If a defendant makes a Pt 36 offer on their counterclaim to the principal claim, who is liable for the costs?
The claimant - this is because in relation to the counterclaim, the ‘claimant’ is the ‘defendant’
If an offer is not accepted within the relevant period can it still be accepted?
Yes - the fact that the period has expired does not mean that the offer is closed, unless the parties have provided for automatic withdrawal of the offer. Naturally, the offer can also no longer be accepted if the parties have ‘manually’ (so to speak) withdrawn the offer.
If an offer contains a term as to costs, can it be a Pt 36 offer?
No - terms as to costs are inconsistent with Pt 36 (this also means that if a party offers to pay a global sum inclusive of costs, the offer is not a Pt 36 offer). Such offers are, however, valid (usually Calderbank) offers to settle.
Two important points to note:
(1) It’s unclear whether an offer can be made by the claimant to forego their entitlement to costs under Pt 36 (i.e. if D accepts, C will bear its own costs). There’s conflicting first-instance authority on this point.
(2) The offer can include a term as to interest which applies after the relevant period has expired. This is not a ‘term as to costs’ that will have the effect of preventing the offer from being a valid Pt 36 offer.
Can a Pt 36 offer be exclusive of interest?
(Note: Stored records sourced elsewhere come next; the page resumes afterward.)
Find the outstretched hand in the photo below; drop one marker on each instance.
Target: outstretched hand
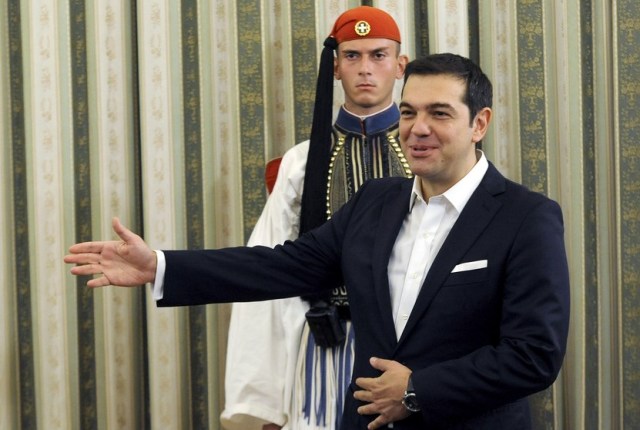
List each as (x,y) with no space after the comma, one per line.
(384,393)
(127,262)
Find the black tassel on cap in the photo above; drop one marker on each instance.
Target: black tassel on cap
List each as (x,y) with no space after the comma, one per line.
(314,195)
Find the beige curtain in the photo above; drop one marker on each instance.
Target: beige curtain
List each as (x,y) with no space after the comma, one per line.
(164,113)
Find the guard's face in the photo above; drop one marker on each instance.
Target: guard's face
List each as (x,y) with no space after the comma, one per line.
(436,134)
(368,69)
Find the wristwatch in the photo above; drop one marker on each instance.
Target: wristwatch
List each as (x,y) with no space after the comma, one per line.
(410,400)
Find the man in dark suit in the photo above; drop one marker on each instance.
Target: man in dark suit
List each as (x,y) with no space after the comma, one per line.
(458,280)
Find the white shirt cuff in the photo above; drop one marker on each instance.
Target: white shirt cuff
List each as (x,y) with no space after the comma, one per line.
(158,284)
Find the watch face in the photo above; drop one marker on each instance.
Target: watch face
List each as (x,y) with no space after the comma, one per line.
(410,402)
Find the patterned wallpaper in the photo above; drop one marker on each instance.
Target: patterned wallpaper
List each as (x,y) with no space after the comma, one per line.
(164,113)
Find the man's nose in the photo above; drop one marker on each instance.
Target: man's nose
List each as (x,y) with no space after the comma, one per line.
(365,65)
(421,126)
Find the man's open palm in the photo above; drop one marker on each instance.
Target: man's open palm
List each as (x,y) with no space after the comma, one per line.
(127,262)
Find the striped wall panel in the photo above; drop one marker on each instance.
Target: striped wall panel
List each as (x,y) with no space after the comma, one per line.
(163,113)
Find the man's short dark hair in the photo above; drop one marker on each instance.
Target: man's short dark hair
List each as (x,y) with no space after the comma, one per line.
(479,91)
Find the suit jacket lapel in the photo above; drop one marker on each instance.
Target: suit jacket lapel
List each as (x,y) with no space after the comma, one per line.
(394,210)
(478,212)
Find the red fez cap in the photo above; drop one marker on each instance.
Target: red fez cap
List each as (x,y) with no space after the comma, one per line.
(365,22)
(357,23)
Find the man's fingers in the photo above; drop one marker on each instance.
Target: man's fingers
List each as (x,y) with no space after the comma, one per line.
(86,269)
(380,363)
(82,258)
(102,281)
(363,396)
(377,423)
(366,383)
(86,248)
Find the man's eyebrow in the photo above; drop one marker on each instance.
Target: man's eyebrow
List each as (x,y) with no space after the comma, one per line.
(360,51)
(436,105)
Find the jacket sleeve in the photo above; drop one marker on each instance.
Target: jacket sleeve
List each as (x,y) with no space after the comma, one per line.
(530,344)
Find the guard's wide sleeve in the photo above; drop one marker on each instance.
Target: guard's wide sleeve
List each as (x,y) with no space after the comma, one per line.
(264,337)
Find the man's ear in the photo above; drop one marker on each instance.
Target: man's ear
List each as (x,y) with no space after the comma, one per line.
(402,65)
(481,124)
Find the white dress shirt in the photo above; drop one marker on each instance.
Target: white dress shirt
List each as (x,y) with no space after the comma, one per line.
(423,231)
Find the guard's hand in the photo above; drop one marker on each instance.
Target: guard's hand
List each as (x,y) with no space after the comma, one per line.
(127,262)
(384,393)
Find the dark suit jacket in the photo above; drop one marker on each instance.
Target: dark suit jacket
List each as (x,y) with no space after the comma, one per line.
(478,341)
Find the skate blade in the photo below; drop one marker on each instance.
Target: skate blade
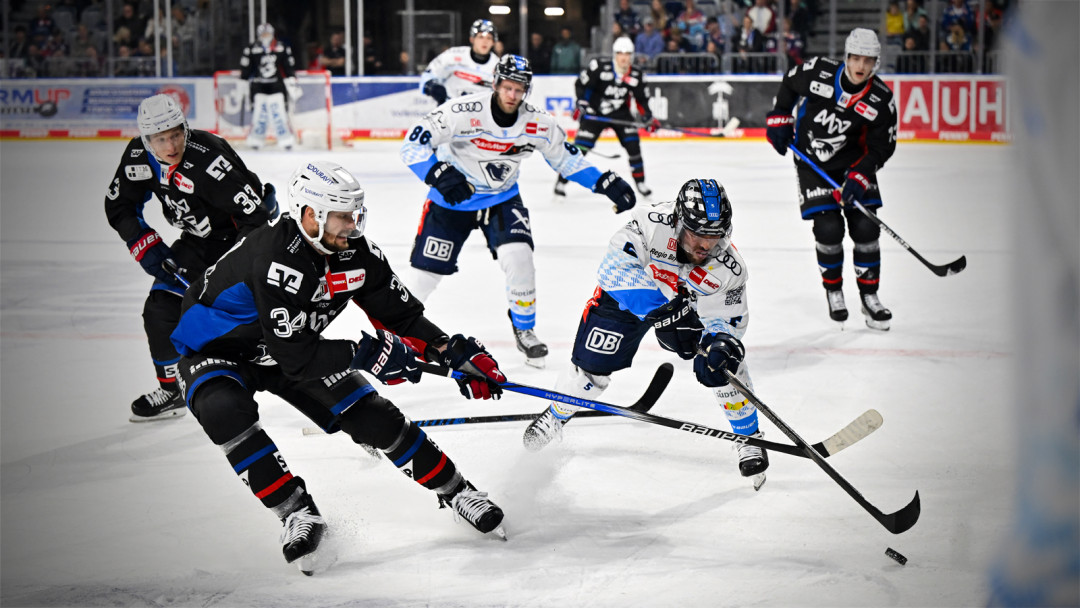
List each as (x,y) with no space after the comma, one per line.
(758,481)
(179,411)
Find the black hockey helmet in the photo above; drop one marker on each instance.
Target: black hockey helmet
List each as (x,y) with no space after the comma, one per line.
(516,68)
(703,207)
(483,26)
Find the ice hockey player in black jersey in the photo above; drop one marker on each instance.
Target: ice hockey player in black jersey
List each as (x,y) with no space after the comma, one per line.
(845,120)
(206,191)
(606,89)
(253,322)
(268,69)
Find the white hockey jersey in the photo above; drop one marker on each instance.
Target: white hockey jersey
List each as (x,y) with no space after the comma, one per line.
(463,133)
(640,271)
(459,73)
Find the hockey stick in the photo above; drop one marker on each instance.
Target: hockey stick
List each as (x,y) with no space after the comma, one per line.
(895,523)
(660,380)
(950,268)
(727,131)
(860,428)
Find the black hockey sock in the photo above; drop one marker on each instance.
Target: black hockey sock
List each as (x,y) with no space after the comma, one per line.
(258,463)
(419,458)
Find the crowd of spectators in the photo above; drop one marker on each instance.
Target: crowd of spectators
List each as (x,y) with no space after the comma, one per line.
(72,40)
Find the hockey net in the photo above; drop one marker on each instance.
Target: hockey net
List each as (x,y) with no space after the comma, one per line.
(310,115)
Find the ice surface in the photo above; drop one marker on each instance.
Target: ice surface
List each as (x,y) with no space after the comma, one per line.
(96,511)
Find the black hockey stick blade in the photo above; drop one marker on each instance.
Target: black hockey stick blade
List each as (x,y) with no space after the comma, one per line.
(645,403)
(895,523)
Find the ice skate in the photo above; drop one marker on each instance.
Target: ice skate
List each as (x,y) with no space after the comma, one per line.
(474,507)
(302,532)
(559,188)
(534,349)
(753,461)
(541,431)
(837,310)
(877,315)
(159,405)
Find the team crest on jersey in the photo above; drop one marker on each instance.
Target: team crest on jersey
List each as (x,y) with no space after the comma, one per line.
(184,184)
(138,172)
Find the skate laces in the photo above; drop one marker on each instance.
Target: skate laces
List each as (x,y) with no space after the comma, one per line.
(471,504)
(298,525)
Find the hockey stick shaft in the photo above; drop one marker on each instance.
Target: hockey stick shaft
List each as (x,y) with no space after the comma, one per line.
(723,133)
(895,523)
(648,399)
(640,416)
(945,270)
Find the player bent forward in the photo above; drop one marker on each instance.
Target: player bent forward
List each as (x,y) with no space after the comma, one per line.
(212,198)
(673,268)
(254,323)
(470,151)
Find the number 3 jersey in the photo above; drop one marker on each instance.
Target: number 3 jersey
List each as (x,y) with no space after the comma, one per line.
(463,132)
(839,125)
(210,193)
(640,272)
(268,299)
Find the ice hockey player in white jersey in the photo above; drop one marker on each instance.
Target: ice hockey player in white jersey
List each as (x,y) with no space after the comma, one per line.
(470,150)
(673,269)
(462,70)
(269,71)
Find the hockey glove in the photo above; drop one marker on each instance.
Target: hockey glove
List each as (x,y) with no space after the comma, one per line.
(270,199)
(582,109)
(677,326)
(483,376)
(780,130)
(435,91)
(449,181)
(717,352)
(854,188)
(387,357)
(617,189)
(150,251)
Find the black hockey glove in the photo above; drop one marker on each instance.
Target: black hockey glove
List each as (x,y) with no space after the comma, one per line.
(387,357)
(150,251)
(854,187)
(449,181)
(617,189)
(718,352)
(780,130)
(483,376)
(270,199)
(435,91)
(677,326)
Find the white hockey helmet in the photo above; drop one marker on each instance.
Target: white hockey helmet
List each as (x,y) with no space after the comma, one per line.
(325,187)
(265,34)
(158,113)
(864,42)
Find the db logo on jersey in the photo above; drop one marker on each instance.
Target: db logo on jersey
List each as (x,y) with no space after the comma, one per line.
(603,341)
(184,184)
(437,248)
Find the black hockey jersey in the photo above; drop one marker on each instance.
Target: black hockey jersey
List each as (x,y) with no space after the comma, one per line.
(839,126)
(210,193)
(267,68)
(609,94)
(270,297)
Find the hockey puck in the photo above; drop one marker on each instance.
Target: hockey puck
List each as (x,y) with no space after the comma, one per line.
(893,554)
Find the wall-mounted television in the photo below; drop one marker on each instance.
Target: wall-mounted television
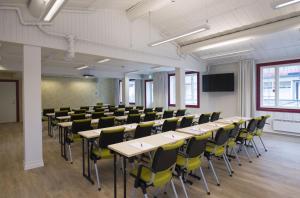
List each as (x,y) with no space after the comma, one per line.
(218,82)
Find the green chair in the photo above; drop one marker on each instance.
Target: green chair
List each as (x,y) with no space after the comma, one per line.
(101,151)
(217,148)
(169,125)
(106,122)
(150,116)
(186,121)
(133,118)
(159,171)
(190,160)
(77,117)
(259,129)
(180,112)
(73,136)
(168,114)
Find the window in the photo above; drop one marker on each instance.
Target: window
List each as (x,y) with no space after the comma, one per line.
(279,90)
(132,92)
(192,97)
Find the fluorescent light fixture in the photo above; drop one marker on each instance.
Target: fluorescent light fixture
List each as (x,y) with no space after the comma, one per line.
(233,53)
(104,60)
(281,4)
(54,9)
(195,31)
(82,67)
(224,43)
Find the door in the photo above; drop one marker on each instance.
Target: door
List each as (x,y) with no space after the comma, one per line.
(149,93)
(8,102)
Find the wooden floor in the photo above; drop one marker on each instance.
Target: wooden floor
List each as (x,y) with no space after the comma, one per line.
(275,174)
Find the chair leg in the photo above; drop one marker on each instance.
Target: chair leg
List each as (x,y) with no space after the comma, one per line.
(248,156)
(237,157)
(70,153)
(214,172)
(183,186)
(227,166)
(97,175)
(263,143)
(174,189)
(204,181)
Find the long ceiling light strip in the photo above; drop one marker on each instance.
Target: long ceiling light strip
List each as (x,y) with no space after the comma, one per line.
(195,31)
(53,10)
(282,4)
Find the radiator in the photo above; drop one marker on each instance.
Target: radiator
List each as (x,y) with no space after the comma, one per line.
(286,125)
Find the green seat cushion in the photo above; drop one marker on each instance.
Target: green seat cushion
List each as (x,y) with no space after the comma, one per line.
(159,179)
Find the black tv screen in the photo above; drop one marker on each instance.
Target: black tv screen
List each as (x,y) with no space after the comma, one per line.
(218,82)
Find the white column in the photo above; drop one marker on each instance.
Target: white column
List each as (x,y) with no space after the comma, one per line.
(180,91)
(32,103)
(125,93)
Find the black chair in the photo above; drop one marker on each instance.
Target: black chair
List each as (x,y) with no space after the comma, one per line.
(186,121)
(73,136)
(180,112)
(106,122)
(77,116)
(97,115)
(169,125)
(150,116)
(215,116)
(133,118)
(158,109)
(168,114)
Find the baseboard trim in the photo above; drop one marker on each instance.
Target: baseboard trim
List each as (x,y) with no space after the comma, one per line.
(33,164)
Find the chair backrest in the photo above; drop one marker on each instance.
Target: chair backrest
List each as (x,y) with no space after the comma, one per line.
(97,115)
(133,118)
(165,157)
(204,118)
(196,145)
(46,111)
(85,107)
(186,121)
(170,125)
(60,113)
(158,109)
(143,130)
(111,136)
(105,122)
(168,114)
(140,107)
(119,112)
(78,117)
(150,116)
(79,111)
(128,108)
(133,111)
(215,116)
(68,109)
(180,112)
(147,110)
(81,125)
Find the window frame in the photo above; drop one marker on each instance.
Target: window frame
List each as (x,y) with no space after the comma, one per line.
(198,90)
(258,87)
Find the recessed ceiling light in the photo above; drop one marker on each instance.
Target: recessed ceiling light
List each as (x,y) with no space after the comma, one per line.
(54,9)
(189,33)
(283,3)
(82,67)
(104,60)
(224,43)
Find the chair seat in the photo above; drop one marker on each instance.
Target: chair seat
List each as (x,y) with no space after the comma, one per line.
(160,179)
(102,153)
(189,164)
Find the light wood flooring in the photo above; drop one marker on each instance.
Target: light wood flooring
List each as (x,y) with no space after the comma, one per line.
(275,174)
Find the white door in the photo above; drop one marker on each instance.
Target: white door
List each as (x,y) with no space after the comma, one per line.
(8,100)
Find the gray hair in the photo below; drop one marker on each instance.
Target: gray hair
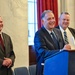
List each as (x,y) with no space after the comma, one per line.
(43,14)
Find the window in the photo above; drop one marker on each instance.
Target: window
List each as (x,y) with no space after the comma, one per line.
(32,20)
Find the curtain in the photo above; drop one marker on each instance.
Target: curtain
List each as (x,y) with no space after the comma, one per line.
(45,5)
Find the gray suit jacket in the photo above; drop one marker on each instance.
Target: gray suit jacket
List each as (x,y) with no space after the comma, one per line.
(8,53)
(45,46)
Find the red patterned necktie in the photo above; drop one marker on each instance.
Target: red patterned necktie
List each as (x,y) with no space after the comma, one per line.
(1,42)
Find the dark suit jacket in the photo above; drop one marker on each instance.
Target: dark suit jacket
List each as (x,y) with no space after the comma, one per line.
(8,53)
(45,46)
(71,30)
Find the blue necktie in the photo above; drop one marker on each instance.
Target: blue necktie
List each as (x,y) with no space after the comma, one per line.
(65,38)
(54,39)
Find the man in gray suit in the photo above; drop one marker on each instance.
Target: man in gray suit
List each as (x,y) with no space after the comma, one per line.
(44,40)
(7,56)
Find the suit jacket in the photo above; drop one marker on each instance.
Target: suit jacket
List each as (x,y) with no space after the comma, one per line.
(71,30)
(8,53)
(45,46)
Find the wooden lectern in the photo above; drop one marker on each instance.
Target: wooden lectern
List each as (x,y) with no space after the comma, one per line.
(60,63)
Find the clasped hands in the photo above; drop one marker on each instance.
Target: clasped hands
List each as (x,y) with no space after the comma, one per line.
(7,62)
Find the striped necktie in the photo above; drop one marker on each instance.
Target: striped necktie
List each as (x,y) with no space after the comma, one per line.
(65,38)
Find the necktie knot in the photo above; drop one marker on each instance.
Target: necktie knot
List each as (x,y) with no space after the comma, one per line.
(1,42)
(65,38)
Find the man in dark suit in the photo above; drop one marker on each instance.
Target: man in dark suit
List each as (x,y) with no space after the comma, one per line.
(44,42)
(7,56)
(64,22)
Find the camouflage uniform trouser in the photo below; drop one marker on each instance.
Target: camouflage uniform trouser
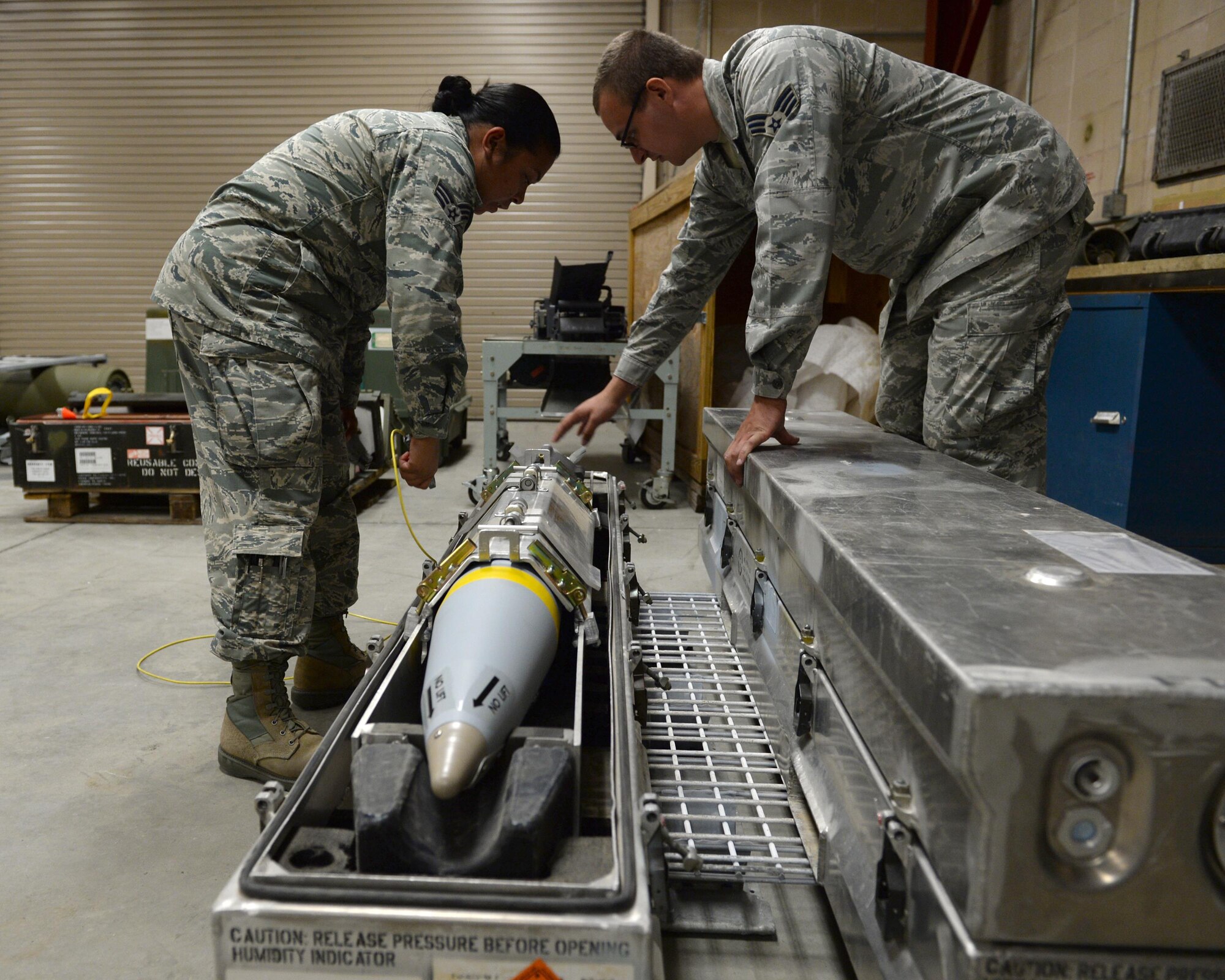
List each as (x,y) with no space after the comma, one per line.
(966,373)
(281,532)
No - this would not be a Pt 36 offer. The sum offered must be inclusive of interest during the relevant period or 21 days after the offer was made if there is no relevant period (bc it’s a late offer)
If the offer is an offer to pay/accept a sum of money up to what point must it be inclusive of interest to qualify as a Pt 36 offer?
- In cases in which the parties have defined a ‘relevant period’ bc the offer was made more than 21 days before the start of the trial: the date on which the period expires
- In cases in which the offer was made less than 21 days before the start of trial, such that it closes at the end of the trial: 21 days after the offer was made
After such time, it is treated as inclusive of interest up to the point of acceptance unless it contains a term stating that interest should accrue from expiry of the relevant period/21 days, as the case may be
If a Pt 36 offer does not contain a provision for the accrual of interest after the date on which the relevant period expires, up to what point will it be treated as inclusive of interest?
Up to the date of acceptance.
E.g. If the relevant period expires on 2nd March and the offer is accepted on 30th March, then no additional interest accrues between 2nd and 30th March if the offer does not expressly provide this. But the offer can contain a term for the accrual of interest in this time (although remember that the offer cannot contain a term as to interest for the ‘relevant period’ - this would prevent it from being a Pt 36 offer).